Video: Iroquois Lax Hopes Good Karma Comes
by Matt DaSilva and Clare Lochary | Lacrosse Magazine Online Staff
MANCHESTER, England -- The 2010 FIL World
Championships here in Manchester have been marked as much by the
absence of one nation as it has the presence of 29 others.
The Iroquois Nationals on Sunday officially withdrew from the
world games following a weeklong faceoff with the U.S. and British
governments over their Confederacy-issued passports.
Six Nations players have traveled on Iroquois passports for
decades. They say it validates them as members of a sovereign
nation. But the British Consulate would not allow them out of New
York, as their passports do not meet post-9/11 security
standards.
Mark Burnham was the Iroquois team captain in five previous world
championships.
“You work for four years to get to this point and then all
that works for nothing,” said assistant coach Mark Burnham,
the Iroquois team captain in five previous world championships.
“It’s unfortunate that politics were involved in
something that should be the farthest point from the game or
sports.”
Burnham is part of the Iroquois contingent that arrived in
Manchester before the players’ passport hold-up.
“It’s a whole lot of emotions. You’re happy
because all the different people who treat us so well stop us and
ask us and are genuinely concerned,” said Nationals assistant
coach Bob Leary. “But for the guys who were going their first
year and the guys you don’t know this might have been their
last, it’s tough thinking of them. “
That the Creator’s Game goes on without its founding people
has left people here at a loss.
“I feel bad or the guys that have given up so much time and
sacrificed themselves – made it to a ton of practices and
training camps like ourselves to be in right frame of mind, the
right shape, to come over world championships to compete,”
said Team USA co-captain Ryan Powell. “It looks like they
might not get an opportunity to do that, so I feel bad for
them.”
Said Team Germany head coach Jack Kaley: “I feel terrible
for the Iroquois because I know how hard they worked to get that
independent status. It’s just another black eye in the
history of them being denied opportunities. In the 21st century,
you expect something different than that. I hope they come back
again. It’s their game! We’re playing their game, and
our politics denied them the ability to participate in their game.
Just terrible.”
Where one door closes, however, another opens. Kaley was in the
middle of a shower the night before the games when opportunity
knocked. The FIL wanted to bump Germany, a lacrosse nation on the
rise, to the top flight in place of the Iroquois.
He posed the question to his players.
“You could hear by their roar that it was a yes, an
overwhelming yes,” he said.
Team USA defeated Germany on Sunday, 22-4. But the excited Germans
were no worse for the wear.
“It was really exciting to play them,” said
18-year-old goalkeeper Philipp Maas. “We know that we have a
good chance with the big teams.
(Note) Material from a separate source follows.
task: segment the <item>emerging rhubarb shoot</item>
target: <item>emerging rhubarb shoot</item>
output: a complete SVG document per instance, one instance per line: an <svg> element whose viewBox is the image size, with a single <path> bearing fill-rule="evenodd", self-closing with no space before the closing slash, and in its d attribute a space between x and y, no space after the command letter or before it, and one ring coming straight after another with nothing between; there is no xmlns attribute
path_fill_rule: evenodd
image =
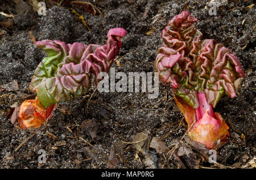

It’s a great experience. We
are the first German team to play America and Canada, and
it’s a great thing.”
The Iroquois Nationals here in Manchester also hope their loss can
be another indigenous people’s gain. In a traditional
ceremony Sunday, they donated exclusive team apparel to the
Peruvian Lacrosse Association for raffle to raise funds and help
spread their game there.
“They wanted to help out anyway they can to bring some good
karma back home to their guys,” said Lax Peru co-founder
Shane Reed, who was living and teaching in Peru when he noticed
natives’ enthusiasm for a new game.
Reed was peddling his new LaxPeru wares here in hopes of raising
funds to start a team there.
“We had started to think we wouldn’t be able to
compete for a gold medal in the tournament. That was a night of
despair for the three of us that are represented,” Leary
said. “I woke up in and was tired of feeling sorry for myself
about it. I’m really proud to be on this staff.
It’s a blessing. It’s a tremendous honor and
responsibility to represent Oren Lyons and all the players. I
wanted to make something good happen out of the sadness, to grow
something better.”
Said Burnham: “It’s the Creator’s game.
It’s a friendly game. We try to still let the people think
it’s a part of culture, as well as somebody else’s, as
we try to support the game throughout the nations.”
This year’s Iroquois lacrosse team was believed to be the
strongest in program history.
“We’ve seen our competition,” Leary said.
“We would have been one of the strongest sides here and one
of the strongest sides we ever had. We’ll be stronger for
this at the end somehow.”
How good would the Iroquois have been?
“Ask the people that kept us from being here,”
Burnham said. “Maybe they have the answers.”